We have not only destroyed the former beauty of South London: we have forgotten it. Ask a resident of Penge—one of the many thousands of Penge—what this suburban town was like seventy years ago. Do you think he can tell you anything of Penge Common? Has he ever heard of any Penge Common? Well, it is exactly seventy-one years ago—viz. in May 1827—that Mr. William Hone—the compiler of the 'Every-Day Book,' climbed up outside the Dulwich stage, proposing to visit the picture gallery of Dulwich College. Hone was one of the first of those curious and inquisitive persons who began to employ their summers in exploring the unknown villages and strange places round London. The picture gallery he could not see because it was closed; he therefore walked across the country from Dulwich to a place called Penge. At the top of a hill he found a choice of three roads. He chose that which led through Penge Common. The place was thickly wooded: it was, he says, 'a cathedral of singing birds.' At the mere recollection of that choir he bursts into verse—other people's verse. Alas! the Common had already, even then, been ravished from its owners, the people: it was enclosed; it was doomed; it was about to be built upon. Mr. Hone consoled himself, however, at the 'Old Crooked Billet,' with eggs and bacon and home-brewed ale. Again, is there anyone in Penge who now remembers the hanging woods? They hung over a hillside, and were as beautiful as the hanging woods of Cliveden. But, like the Common, they are gone.
From the Tower of St. Saviour's
Or let us ask the resident of Norwood what he remembers of its ancient glories; whether there were any ancient glories. Has he heard of the famous Norwood oak? Of the Norwood Spa? Of the gypsies of Norwood? Why, the Queen of all the gypsies, unless there was a more powerful sovereign at Jedburgh, held her court and camp at Norwood. Has this resident heard of the views from the top of the hill, four hundred feet above the level of the sea, whither the people flocked by hundreds to see the view and to wander in the woods?

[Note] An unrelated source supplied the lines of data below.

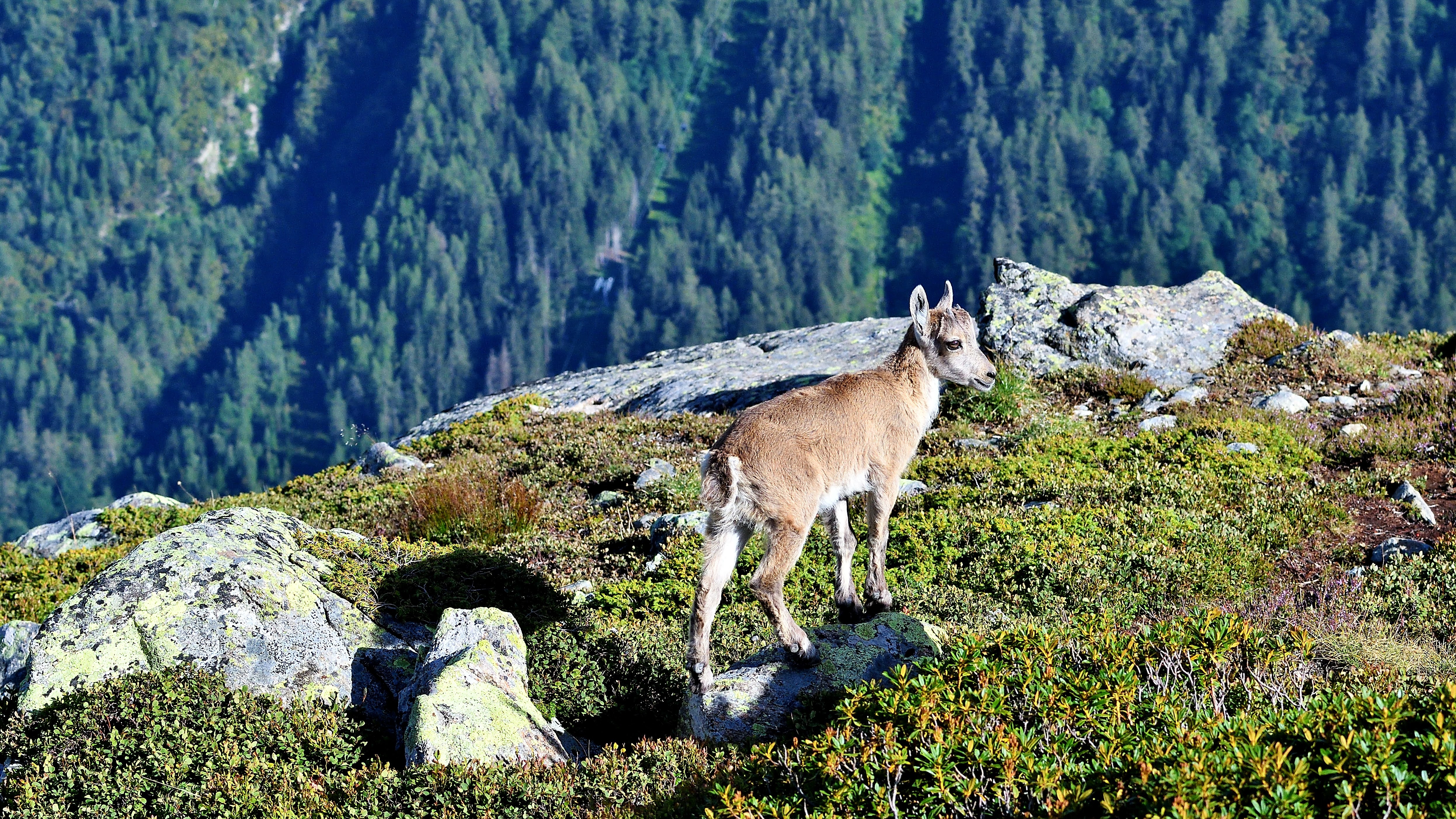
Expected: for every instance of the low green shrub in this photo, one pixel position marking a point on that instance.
(1205, 716)
(33, 586)
(180, 744)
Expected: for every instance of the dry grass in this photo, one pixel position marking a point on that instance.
(467, 503)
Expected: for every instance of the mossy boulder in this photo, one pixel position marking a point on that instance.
(469, 702)
(232, 594)
(755, 699)
(1046, 323)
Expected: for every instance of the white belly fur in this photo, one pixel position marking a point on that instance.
(852, 487)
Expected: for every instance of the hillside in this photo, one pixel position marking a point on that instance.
(241, 241)
(1135, 621)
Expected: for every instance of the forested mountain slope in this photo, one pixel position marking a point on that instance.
(238, 238)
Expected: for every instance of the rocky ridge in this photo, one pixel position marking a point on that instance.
(1030, 318)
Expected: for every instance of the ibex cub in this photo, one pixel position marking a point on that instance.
(800, 455)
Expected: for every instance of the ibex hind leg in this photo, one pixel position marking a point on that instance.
(784, 544)
(721, 550)
(836, 522)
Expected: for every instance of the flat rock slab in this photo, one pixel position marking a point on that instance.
(82, 531)
(724, 377)
(755, 699)
(469, 700)
(231, 594)
(1046, 323)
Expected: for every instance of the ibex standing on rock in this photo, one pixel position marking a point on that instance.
(800, 455)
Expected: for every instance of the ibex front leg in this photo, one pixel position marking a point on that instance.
(721, 550)
(784, 544)
(836, 522)
(881, 503)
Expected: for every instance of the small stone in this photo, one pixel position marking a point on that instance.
(656, 471)
(1396, 547)
(146, 500)
(1189, 396)
(1167, 378)
(1407, 493)
(15, 653)
(387, 460)
(1158, 423)
(911, 489)
(608, 499)
(1282, 401)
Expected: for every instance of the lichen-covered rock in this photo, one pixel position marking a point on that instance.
(1046, 323)
(387, 460)
(232, 594)
(657, 470)
(753, 699)
(724, 377)
(1282, 401)
(469, 700)
(15, 653)
(82, 530)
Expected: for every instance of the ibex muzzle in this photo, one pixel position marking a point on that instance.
(803, 454)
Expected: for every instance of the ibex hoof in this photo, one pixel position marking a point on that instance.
(804, 656)
(879, 605)
(852, 613)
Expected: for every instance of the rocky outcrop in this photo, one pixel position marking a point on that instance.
(82, 531)
(469, 700)
(726, 377)
(1030, 317)
(753, 699)
(15, 655)
(384, 460)
(1046, 323)
(234, 594)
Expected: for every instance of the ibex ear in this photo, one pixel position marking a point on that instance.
(949, 301)
(919, 314)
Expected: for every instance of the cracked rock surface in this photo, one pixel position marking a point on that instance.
(231, 594)
(1048, 323)
(469, 702)
(724, 377)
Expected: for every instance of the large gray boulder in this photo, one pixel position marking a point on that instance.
(82, 531)
(755, 699)
(1046, 323)
(724, 377)
(469, 700)
(232, 594)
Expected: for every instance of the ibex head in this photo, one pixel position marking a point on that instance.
(949, 339)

All this beauty is destroyed. Of course, the destruction was inevitable. One accepts the inevitable with a sigh; we cannot have town and country together. The woods are gone, the rural life is gone, encroachments have been made upon the commons, the wayside tavern—the place was full of wayside taverns—is gone. What remains of all this beauty is a fragment here and there. Clapham Common, once a heath, now a park; Wimbledon Common, Tooting Common; these expanses are mercifully left us for breathing-places. Some of them, like Clapham, are transformed into imitations of a park, instead of being left as a heath. All of them are bereft, of course, of their old accompaniments; they have lost the wood beside the heath, the farm, the ploughed lands, the tinkle of the sheep bell, the song of the skylark.